DES is a synthetic nonsteroidal estrogen that was developed in the late 1930s.  It was widely used as a supplement to cattle feed (to fatten them up) and in humans as estrogen replacement therapy and for treatment of prostate and breast cancers. In the late 1940s, one study showed that DES could prevent miscarriage if given early in pregnancy. Other studies had shown no benefit, yet DES was widely used for quite a long time despite very convincing data that accumulated showing no benefit with respect to miscarriages.  Eventually, doctors got the message and use of DES faded away.  Then, in 1971, the NEJM published results from a very scary study performed by Herbst et al., showing an association between DES use during pregnancy and development of a rare vaginal cancer (clear-cell adenocarcinoma) many years later in female offspring of these mothers.  I still remember when the news hit.  I was a pediatric resident physician and doing my pediatric endocrinology rotation.  Even back then I was reading the NEJM regularly (I have been a regular subscriber since 1965). I remember the many discussions we all had about the data. As it turned out, by the early 1990s, 431 cases of the rare cancer had been identified in young women exposed to DES in utero. The median age of cancer diagnosis was 19 years.  We now know that the mechanism for the development of the cancer was probably drug-induced abnormal development of the Mullerian ducts (these ducts develop into the uterus, fallopian tubes,  and a bit of the vagina).  It was all a nightmare for the mothers, the young women, and the physicians involved in their care.

What did we learn from the DES catastrophe?

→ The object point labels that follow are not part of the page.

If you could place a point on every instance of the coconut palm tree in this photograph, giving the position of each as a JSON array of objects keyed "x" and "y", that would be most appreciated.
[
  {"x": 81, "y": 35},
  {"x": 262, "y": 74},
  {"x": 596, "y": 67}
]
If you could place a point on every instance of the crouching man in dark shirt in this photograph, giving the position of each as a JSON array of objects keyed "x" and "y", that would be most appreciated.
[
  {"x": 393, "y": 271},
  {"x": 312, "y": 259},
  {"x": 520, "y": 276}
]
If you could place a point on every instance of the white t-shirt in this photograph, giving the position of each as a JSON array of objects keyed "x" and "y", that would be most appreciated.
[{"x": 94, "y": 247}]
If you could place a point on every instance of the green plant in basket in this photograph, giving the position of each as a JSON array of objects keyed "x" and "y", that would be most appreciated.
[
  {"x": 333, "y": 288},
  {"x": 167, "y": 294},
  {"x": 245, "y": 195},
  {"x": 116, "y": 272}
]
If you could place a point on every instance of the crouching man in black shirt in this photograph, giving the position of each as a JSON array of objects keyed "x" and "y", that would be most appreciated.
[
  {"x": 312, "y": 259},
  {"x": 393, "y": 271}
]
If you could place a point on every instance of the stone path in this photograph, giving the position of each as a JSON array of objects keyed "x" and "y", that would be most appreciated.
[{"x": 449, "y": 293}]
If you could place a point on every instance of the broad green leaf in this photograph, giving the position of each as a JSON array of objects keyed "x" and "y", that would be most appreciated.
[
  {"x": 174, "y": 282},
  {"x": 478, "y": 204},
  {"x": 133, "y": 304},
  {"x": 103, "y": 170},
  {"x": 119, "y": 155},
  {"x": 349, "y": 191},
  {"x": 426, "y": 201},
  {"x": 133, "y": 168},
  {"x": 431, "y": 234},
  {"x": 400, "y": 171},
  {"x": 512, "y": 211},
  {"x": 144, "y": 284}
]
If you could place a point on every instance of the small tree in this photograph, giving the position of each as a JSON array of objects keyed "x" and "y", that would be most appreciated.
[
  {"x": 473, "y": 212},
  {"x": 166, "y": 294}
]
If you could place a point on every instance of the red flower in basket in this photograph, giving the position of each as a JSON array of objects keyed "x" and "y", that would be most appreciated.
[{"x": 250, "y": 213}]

I am not certain what the collective “we” learned from the DES story.  I do know what I learned- that all medical treatments, be they procedures or medications, have risks and benefits.  Many times we know what the potential benefits are for a given treatment, but do not know what the risks might be.  Thus, it is always important to consider and to weight unknown risks vs. the potential benefits.  This is no easy task but it needs to be done and physicians who do not do this, do a disservice to their patients.  The potential benefit of a given treatment must be compelling enough to counter the unknown risks of the therapy, whatever the therapy might be.  We (here I mean the collective “we”), keep learning this lesson over and over.  Just this week, I read an article (and two accompanying editorials) in the NEJM entitled ” Stenting versus aggressive medical therapy  for intracranial arterial stenosis.”  In summary, the study showed that stenting was associated with many more deaths than the medical therapy.  As it turned out, the stenting procedure was approved by the FDA in 2005 after a small non-randomized study showed benefit from the stenting vs. medical therapy.  Now the “experts” are moaning and groaning about the fact that FDA approval for the stenting procedure was probably inappropriate given the very limited data and that a large randomized trial should have been performed, which as it turns out was the substance of the current NEJM article.  Then there is the story about the “metal-on-metal” hip replacement devices that is turning out to be another medical therapy catastrophe (see “Medical Devices-balancing regulation and innovation, ” written by Curfman GD and Redberg RF in this week’s NEJM).  I could go on and on.  We as caregivers all need to go back and review the DES story and understand why we need to learn as much as possible about risks and benefits of any given therapy/device before we “jump in.”  Obviously, if a patient faces certain death and a new therapy comes along, it would not be appropriate to “sit on one’s hands.”  But, few new medical treatments meet that urgency standard.  Pressures from device manufacturers and pharmaceutical companies and the researchers who either developed or tested the treatments, should not trump the need for careful unbiased assessment of the risks and benefits of the proposed treatment.